Fanny se tourna vers moi et dit en souriant :

—  C’est vrai que ça fait du bien de dire la vérité…

Je fus alors gagné par une ivresse de bonheur.

Madame de Tonnerre m’avait entendu ! Son attitude me conforta dans ma volonté de faire à nouveau part de mes sensations avec spontanéité. Le risque pris était minime et l’ennuyeuse réserve d’Alexandre Eiffel n’aboutissait qu’à des rapports de surface dont j’étais plus que las.

D’abord déroutée, Tout-Mama finit par comprendre quelle griserie Fanny et moi trouvions dans une complète liberté de parole.
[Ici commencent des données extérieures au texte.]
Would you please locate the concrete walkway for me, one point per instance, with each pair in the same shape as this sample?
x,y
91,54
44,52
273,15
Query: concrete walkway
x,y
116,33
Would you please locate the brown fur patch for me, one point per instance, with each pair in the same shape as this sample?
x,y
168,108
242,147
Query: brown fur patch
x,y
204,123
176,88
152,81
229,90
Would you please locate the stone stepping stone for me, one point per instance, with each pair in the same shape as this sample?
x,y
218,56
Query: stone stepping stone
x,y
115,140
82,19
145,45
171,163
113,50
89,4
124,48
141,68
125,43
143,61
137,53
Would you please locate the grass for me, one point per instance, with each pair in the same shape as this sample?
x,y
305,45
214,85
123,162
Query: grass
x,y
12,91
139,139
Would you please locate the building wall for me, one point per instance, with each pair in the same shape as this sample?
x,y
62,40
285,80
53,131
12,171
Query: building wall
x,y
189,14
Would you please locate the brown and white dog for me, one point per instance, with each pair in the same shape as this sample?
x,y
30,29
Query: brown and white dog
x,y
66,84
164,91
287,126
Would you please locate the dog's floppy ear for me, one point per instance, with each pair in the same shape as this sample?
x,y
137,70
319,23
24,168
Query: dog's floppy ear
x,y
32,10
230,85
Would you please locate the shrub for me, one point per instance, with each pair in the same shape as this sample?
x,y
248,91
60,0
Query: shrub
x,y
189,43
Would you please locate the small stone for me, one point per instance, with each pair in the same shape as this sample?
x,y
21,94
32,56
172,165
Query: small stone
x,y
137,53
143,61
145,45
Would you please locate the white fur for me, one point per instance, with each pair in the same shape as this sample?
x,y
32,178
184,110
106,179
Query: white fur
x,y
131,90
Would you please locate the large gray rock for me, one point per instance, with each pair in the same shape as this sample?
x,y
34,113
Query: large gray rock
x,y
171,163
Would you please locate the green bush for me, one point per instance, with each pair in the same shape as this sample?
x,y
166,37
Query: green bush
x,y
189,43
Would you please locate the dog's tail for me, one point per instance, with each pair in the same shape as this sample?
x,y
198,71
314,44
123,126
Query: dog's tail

Délaissant les propos ménagers (Ah, les tissus d’ameublement !), notre discussion tourna ensuite autour des hontes, légères ou sérieuses, que nous avions tous essuyées en diverses occasions. Ce sujet nous entraîna loin sur le chemin de la sincérité. D’aveu en aveu, sur un ton plein de gaieté et de dérision, chacun se montra dans sa vérité, sous son jour le moins flatteur. Partager nos faiblesses nous rapprocha. L’espace d’une matinée, il n’y eut plus de place pour la forfanterie ou la justification.

Fanny nous quitta fort tard.

Je venais de renouer avec elle cette complicité que je croyais envolée à jamais et de ranimer l’accord parfait qui existait entre Tout-Mama et le Petit Sauvage.

J’allais refermer la porte derrière Fanny lorsque j’aperçus un camion de déménagement qui remontait lentement l’allée de platanes qui conduit à la Mandragore.

—  Les meubles… murmura Tout-Mama derrière moi, la gorge serrée. Mes meubles reviennent !

Elle me serra le bras convulsivement. Un instant, sa physionomie sembla se défroisser sous l’effet de la joie. Ses rides s’estompèrent ; la beauté de ses trente ans affleura fugitivement sur son visage.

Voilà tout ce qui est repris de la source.